Much to her relief, what was missing from the room was any sort of electrical light, which she always found irritating. But what about when the sun went down? Everyone knew that Ddaerans had unusually good night vision, but how would she cope on those nights when neither of New Eden's two moons was visible?

She dismissed this worry and instead concentrated on eating, suddenly finding herself ravenous after a week of perfectly balanced but bland hospital food. While she ate, she was entertained by her great-grandmother, who insisted Mei call her Hen Nain. She recounted the story of Albert's visit to Mynyddamore, when her brother got into trouble by trying to ride one of the meddalwyns.

"The poor dear didn't give us any milk for a month, she was so traumatized.
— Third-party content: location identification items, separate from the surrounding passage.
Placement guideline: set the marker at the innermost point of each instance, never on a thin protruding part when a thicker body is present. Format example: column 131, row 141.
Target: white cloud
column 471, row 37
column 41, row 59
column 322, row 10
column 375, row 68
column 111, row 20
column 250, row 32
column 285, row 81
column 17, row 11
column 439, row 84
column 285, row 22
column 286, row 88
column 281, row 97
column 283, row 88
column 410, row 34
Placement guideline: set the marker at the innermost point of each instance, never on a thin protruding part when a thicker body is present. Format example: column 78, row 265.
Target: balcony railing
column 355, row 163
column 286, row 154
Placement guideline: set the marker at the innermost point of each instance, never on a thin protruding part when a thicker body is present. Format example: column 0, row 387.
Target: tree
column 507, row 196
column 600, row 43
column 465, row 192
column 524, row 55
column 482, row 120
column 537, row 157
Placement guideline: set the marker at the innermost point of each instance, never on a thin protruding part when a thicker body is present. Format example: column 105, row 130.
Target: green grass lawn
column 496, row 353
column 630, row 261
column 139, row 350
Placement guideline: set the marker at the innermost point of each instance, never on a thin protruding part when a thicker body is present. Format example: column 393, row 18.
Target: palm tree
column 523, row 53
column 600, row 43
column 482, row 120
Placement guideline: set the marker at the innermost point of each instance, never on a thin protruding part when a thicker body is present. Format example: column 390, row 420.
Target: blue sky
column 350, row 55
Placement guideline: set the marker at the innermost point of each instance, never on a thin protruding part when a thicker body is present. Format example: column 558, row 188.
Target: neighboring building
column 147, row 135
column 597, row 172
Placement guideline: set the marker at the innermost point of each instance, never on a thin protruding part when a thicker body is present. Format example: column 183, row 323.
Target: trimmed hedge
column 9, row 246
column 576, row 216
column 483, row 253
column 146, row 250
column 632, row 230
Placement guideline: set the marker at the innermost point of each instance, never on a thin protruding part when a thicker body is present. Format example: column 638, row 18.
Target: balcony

But I believe your brother was equally traumatized when the llynog assigned to that herd pulled him off the meddalwyn and held him down until one of the adults could come straighten everything out. Your brother kept yelling that the lion was trying to eat him! If I remember, the llynog was quite offended." Hen Nain laughed merrily.

Mei, her face remaining neutral, took a long sip of the milk. Inside, however, she was hugging herself with glee. Now she had something embarrassing to throw in Albert's face the next time he made one of his wisecracks about her. She then glanced over at her great-grandmother, wondering if this was one of those "little lessons" that adults seemed to feel they had to give—the kind that were couched in some story about someone else's wrong-doing but were clearly designed to warn you not to behave in the same fashion.

But her great-grandmother was just staring into space in some sort of reverie. She said, "You know, your father spent every summer of his childhood here, rambling around the foothills of the Mynyddeiras with me. You would think he would have warned his son about the importance of not messing with a meddalwyn. But John hadn't been back since he was eleven and was shipped off—as all good little Yus are—to the New Hong Kong Academy. Maybe he just forgot."

My father at Mynyddamore? This was all news to Mei.

But then, she didn't remember either parent ever talking to her about their own childhoods—except to tell her how hard they had both studied, with the implication that she wasn't doing enough. Once she left for boarding school, their instructions to apply herself more to her studies now included their expectation that, along with high grades, she would also make the social connections that would help her excel in a career in science, business, or as a very third best, government. She'd tried to explain to her parents how she was viewed by the other students, but they'd just accused her of being over-sensitive.

The gwynddoeth Eurig, who had been sitting quietly next to her on Tesni's shoulder, leaned over and patted her on the cheek. Mei looked up, startled, and saw that the three women were looking at her with concern.

Her great-grandmother said, "Tesni, why don't you take Mei up and introduce her to her grandparents? I am sure they are anxious to meet their only granddaughter."

She then smiled and said, "You do realize, Mei, that you are the only direct female descendant of Mabel Yu, the woman who designed and built Mynyddamore? Naturally, we all have great hopes for you."